Véronique Bergen, Janis Joplin

Janis Joplin : la blanche et le noir

Ombre à vif et  écor­chée du Flo­wer Power, entre désar­roi et volonté, Janis Joplin a atteint avec son inter­pré­ta­tion du stan­dard « Sum­mer­time » le som­met de son écor­chure. Pour Véro­nique Ber­gen, tout est parti de cette chan­son. Plus tard, les souf­frances opia­cées ont eu rai­son du « Peace and love » de l’époque en effer­ves­cence. La chan­teuse fut por­tée vers les exclus comme vers l’explosion de liberté qui la consuma. Après les bio­gra­phies dégin­gan­dées d’autres créa­teurs et créa­trices, l’écrivaine belge Véro­nique Ber­gen conti­nue à par­ler l’interdit, l’empêchement, la contre-culture, le psy­ché­dé­lisme en dehors de toute nos­tal­gie du rêve hip­pie et des 60’.
Refu­sant la chro­no­lo­gie, l’auteure dis­tri­bue des vignettes majeures pour mette en ten­sion et à nue la Texane. Elle explore par les res­sources de sa propre langue et nar­ra­tion cas­sée  l’extension de la voix d’abîme où se déploient la rage et l’éros, les orgies de diverses ordres. Chez celle qui fut nomi­née « l’homme le plus hideux de l’année » sur un cam­pus, le chaos devint de plus en plus proche. Et la voix de la cha­man blanche bas­cula du métal à l’altération de plus en plus caver­neuse, pré­gnante et tou­jours imbibé de blues.

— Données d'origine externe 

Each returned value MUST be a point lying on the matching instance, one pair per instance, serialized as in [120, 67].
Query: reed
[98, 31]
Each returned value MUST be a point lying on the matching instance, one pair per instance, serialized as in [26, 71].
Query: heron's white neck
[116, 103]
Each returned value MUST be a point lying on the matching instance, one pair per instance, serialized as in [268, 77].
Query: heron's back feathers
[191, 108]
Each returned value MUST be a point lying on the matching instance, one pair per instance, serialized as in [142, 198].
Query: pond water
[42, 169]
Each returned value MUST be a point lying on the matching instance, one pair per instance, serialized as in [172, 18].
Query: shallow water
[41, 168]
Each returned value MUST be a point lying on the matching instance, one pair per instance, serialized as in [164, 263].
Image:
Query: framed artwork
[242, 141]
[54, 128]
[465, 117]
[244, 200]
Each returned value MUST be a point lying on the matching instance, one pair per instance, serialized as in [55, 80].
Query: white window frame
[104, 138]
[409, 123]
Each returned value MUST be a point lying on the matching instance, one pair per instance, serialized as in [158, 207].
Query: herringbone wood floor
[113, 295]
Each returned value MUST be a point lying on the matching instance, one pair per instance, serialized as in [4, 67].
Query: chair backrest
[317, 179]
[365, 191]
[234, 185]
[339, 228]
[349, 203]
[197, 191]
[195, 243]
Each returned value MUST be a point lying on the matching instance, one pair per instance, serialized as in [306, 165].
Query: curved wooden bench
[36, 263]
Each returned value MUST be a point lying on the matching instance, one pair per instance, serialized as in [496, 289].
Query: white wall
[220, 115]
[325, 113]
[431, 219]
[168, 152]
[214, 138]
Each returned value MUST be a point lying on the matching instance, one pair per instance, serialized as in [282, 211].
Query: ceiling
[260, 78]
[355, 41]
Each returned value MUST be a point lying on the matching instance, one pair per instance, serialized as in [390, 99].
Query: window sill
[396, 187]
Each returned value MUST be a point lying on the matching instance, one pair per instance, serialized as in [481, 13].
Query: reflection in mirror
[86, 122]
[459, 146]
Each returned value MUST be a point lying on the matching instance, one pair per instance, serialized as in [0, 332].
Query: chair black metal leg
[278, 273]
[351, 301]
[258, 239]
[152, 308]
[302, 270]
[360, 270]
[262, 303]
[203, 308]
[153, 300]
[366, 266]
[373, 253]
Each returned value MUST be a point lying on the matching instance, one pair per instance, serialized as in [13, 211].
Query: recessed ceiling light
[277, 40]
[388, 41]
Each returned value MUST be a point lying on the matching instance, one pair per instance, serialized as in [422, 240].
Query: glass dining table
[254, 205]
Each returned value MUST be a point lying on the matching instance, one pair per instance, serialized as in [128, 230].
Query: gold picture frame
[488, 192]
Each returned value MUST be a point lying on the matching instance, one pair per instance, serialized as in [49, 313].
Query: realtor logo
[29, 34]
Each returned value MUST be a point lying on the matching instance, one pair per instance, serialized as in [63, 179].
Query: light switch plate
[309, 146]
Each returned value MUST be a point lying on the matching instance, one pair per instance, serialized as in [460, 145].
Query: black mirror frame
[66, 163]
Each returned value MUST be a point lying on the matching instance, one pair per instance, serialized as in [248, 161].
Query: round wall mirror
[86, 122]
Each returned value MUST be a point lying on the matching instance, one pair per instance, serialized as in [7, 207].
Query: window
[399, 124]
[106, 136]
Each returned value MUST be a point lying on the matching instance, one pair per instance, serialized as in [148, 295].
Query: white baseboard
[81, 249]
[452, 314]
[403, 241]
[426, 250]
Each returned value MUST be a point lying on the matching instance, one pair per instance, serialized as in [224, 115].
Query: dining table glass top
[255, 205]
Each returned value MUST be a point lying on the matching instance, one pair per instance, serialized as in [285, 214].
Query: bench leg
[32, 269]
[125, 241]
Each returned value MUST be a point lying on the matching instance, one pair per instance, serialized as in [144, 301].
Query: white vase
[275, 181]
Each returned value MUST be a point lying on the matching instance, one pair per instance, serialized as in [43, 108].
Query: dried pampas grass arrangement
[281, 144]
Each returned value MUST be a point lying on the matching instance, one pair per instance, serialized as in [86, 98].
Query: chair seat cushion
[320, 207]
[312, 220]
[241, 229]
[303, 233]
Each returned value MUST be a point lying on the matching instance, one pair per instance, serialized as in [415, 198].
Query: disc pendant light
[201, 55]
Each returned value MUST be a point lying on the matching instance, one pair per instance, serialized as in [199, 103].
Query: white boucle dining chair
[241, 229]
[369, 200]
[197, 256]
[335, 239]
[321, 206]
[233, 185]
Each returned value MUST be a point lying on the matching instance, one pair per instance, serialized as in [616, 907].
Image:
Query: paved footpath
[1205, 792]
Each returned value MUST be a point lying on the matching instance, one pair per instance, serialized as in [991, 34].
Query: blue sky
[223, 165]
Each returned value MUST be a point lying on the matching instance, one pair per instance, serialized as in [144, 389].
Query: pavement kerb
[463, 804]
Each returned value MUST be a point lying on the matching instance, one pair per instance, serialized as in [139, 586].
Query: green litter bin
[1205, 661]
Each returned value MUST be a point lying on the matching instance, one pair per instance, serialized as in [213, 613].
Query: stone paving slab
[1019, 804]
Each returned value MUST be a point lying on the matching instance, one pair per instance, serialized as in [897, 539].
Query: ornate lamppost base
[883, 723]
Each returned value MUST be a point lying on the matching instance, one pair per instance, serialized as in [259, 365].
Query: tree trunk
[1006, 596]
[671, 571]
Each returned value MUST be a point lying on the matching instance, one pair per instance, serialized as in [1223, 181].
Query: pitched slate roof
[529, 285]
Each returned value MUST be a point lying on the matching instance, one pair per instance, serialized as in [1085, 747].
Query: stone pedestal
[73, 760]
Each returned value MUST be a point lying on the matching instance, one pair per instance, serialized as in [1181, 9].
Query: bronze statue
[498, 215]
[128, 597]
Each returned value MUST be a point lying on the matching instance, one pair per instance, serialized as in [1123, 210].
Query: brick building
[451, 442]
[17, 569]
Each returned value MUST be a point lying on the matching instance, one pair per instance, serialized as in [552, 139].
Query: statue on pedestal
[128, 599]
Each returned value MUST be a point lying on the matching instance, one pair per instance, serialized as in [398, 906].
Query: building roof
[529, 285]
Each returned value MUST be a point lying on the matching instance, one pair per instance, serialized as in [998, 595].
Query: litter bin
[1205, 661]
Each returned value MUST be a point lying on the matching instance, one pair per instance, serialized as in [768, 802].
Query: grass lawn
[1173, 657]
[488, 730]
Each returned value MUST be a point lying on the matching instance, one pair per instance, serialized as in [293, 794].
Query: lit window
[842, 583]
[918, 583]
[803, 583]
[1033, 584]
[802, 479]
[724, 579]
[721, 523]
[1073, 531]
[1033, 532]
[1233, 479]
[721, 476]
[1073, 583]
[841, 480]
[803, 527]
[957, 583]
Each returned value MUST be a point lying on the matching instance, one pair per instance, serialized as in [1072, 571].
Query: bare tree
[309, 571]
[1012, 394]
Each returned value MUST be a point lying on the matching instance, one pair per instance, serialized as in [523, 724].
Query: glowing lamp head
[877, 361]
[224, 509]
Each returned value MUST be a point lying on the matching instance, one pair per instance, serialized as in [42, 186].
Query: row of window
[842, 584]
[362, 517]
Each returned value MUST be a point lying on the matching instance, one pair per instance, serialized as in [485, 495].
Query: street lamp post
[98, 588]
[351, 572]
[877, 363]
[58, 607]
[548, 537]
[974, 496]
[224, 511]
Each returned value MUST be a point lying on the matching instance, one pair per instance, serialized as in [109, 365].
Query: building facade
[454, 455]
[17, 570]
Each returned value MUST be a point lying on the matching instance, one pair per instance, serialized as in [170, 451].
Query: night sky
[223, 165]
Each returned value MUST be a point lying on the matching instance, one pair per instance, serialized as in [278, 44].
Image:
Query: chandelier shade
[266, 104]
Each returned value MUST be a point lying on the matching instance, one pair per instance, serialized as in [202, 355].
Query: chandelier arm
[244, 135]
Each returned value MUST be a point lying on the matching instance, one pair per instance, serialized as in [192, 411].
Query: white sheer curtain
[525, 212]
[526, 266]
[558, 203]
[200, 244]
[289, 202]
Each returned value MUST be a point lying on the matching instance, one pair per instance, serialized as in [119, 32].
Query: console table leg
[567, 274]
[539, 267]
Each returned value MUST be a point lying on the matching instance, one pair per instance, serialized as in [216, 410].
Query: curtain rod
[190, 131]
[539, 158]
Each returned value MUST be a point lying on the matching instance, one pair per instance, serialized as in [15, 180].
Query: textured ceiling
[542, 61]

Le dérè­gle­ment, l’aspérité res­tèrent la règle dans un art fusion­nel cor­po­rel, abys­sal, orga­nique où la mort rôde. Cela se per­çut lors de son concert au fes­ti­val de Wood­stock et au moment où la musique ne pou­vait plus la ras­sa­sier. Whisky, héroïne, sexe, manque de père et de mère firent qu’elle se retrouva bien loin des Cum­mings, des  Fer­lin­ghetti et de tous ses aînés qui espé­raient la force d’un verbe explo­ra­toire. Joplin n’y croit plus. Pour elle, l’utopie des Beat­nik a fait long feu et ne reste même plus le désir de durer. Mais le New-Age n’aura pas eu rai­son de l’artiste, elle ira jusqu’à sa propre impos­si­bi­lité.
Après Edie Sed­wick et Mary­lin, Véro­nique Ber­gen pour­suit donc la quête des fêlures que rien ne peut com­bler. Elle rap­pelle com­bien Joplin  reste proche d’Hendrix qui trouva la mort à quinze jours de dis­tance de la sienne. Néan­moins, elle demeure proche sur­tout des femmes qui s’écroulèrent, tout compte fait, pour quelque chose de simple : le manque d’amour. Mais pouvaient-elles sup­por­ter d’être aimées ?

jean-paul gavard-perret

Véro­nique Ber­gen, Janis Joplin, Al Dante, 2016 — 15,00 €.